RESENHA: Naruto Gaiden - Nanadaime Hokage to Akairo no Hanatsuzuki



Naruto é popular, fato. E apesar de existirem vários mangás atuais melhores, não há como negar que foi esse título acordou o gosto por animes de diversas pessoas por aí. Foi assim comigo e por isso tenho um carinho todo pessoal. Ano passado, Tio Kishi finalizou sua obra de 700 capítulos após 15 anos na ativa. E esse ano, ainda na ressaca do fim + obras extras com a marca (vide novels e filmes) eis que o mangaká lança um spin-off, Sétimo Hokage e a Primavera Escarlate, curto de dez capítulos e que deu muito o que falar dentro do fandom desse mangá. 

Antes de qualquer coisa, não nego que nessa resenha vou misturar e deixar falar todos os meus lados, tanto de leitura, quanto de fã; aquele que curte ação e avalia roteiros, mas surta também com casal, sim! 

Se havia a curiosidade em saber mais sobre a nova geração de Konoha e ver um pouquinho do Uzumaki com o manto de Hokage, Naruto Gaiden dá essa chance. Nessa deixa de “pós-fim”, o autor aproveitou e deu uma resposta curta e grossa para algumas dúvidas que o final do mangá deixou. Vemos qual destino levou alguns personagens, como a equipe Taka, a diva Oro, Yamato e Kabuto. 

O spin-off, porém, tem um foco e temática além. Sasuke e Naruto formaram família e herdeiros, e com a nova geração veio uma pontinha de ironia do passado. Uchiha e Uzumaki mirins têm alguns desentendimentos quanto à plena convivência com seus pais. Naruto, um Hokage ocupado e Sasuke,  um ninja viajante que dedicou anos de sua vida para cuidar de uma missão maior. Achei engraçado como essas imperfeições foram colocadas nas crias das famílias principais, porque me remeteram quanto o próprio Naruto e o Sasuke já sofreram (em seus níveis maiores) com uma ausência familiar. Por outro lado, o Kishimoto exagerou um pouco na abordagem dessas novas imperfeições.

Eis o enredo principal: Por uma ameaça tão perigosa quanto Kaguya era, Sasuke precisa investigar e passa anos de sua vida fora da vila. Uchiha Sarada cresce sem a presença do pai. Sente tanto sua falta que acumulou em si questionamentos quanto ao comprometimento e sentimentos de sua família. É a vez do foco no clã Uchiha.

O Uchiha quase nunca demonstra sentimentos, mas quando faz arrebenta.
" Porque você existe, Sarada...". Sasuke legitimando o amor de sua família na existência da Sarada.

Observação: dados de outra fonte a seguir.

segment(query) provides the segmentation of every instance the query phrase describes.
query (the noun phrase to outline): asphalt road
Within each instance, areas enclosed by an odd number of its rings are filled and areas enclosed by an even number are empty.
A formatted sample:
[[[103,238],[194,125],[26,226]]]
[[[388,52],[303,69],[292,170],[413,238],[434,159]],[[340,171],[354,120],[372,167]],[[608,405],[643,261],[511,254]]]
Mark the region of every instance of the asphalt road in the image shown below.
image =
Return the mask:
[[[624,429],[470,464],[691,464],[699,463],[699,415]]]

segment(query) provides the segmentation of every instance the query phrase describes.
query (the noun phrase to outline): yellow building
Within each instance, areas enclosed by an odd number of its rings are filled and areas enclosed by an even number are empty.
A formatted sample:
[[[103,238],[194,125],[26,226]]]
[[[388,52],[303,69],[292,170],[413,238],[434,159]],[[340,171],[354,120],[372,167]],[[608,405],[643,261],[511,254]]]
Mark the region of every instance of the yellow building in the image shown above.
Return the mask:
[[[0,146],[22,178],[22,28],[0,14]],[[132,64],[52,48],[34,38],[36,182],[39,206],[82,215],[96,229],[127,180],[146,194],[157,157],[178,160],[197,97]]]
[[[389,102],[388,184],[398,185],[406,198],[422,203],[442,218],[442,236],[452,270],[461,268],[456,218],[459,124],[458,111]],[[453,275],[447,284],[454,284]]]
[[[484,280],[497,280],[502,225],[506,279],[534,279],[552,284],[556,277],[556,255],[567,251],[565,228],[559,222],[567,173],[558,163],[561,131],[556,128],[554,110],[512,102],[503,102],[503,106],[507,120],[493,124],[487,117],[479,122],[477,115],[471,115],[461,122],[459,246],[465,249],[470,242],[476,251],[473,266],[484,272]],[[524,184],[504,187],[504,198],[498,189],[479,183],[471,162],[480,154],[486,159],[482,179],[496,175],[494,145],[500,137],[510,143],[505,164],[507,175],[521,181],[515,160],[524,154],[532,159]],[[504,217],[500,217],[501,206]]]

Entendo e até mesmo acho plausível o autor decidir retratar o jeito e trazer essa percepção logo no personagem do Sasuke. É a prova definitiva que ele finalmente carregou para si os propósitos de Naruto e tenta retribuir para a vila. Porém, ficam aqui todos os contras que o Gaiden deixou em mim. Precisava ser tão radical e atribuir tanto tempo para missão – que pela sua dimensão de importância, foi pouco explicada - a um personagem que teve sua chance de reconstrução? Eu ansiava por uma visão do Sasuke pós-redenção, do personagem ainda pegando o jeito com as ‘coisas boas da vida’, porém os primeiros capítulos mostram um Sasuke tão misterioso e enigmático quanto já conhecíamos. Que o Uchiha sempre será um cara reservado, isso é um fato incontestável, mas a distância que ele possuía com a filha - repito, nos primeiros capítulos - era algo inquietador, deixando para Naruto representar o papel de mentor – e evangelizador rs – em inúmeras partes. 

Com a deixa da distância do Uchiha, o autor pegou essa sementinha para cultivar a justificativa para um dilema que rondava alguns fãs. Sarada tem um óculos, e por isso ela não seria filha da Karin? Kishimoto encaminha o Gaiden para responder essa dúvida tão banal. Se ele realmente queria apagar as dúvidas que rondavam a família de Sasuke, existiam outros motivos bem mais leves. Convenhamos, o autor preferiu criar um grande drama mexicano, com direito até a exame de DNA ratinho approves. Todas as minhas queixas são sobre as prioridades e destaque que o Masashi quis dar. Sem falar na falta de planejamento para algumas questões levantadas no próprio Gaiden e que ficaram mal respondidas. Vocês se sentiram satisfeitos com uma resposta para todas as verdades que Sarada jogou na cara do Sasuke? Ou sobre essa missão ultra-secreta capaz até de interromper uma comunicação com a família por anos e anos? Ficaram muito mais “suposições” no ar do que certezas.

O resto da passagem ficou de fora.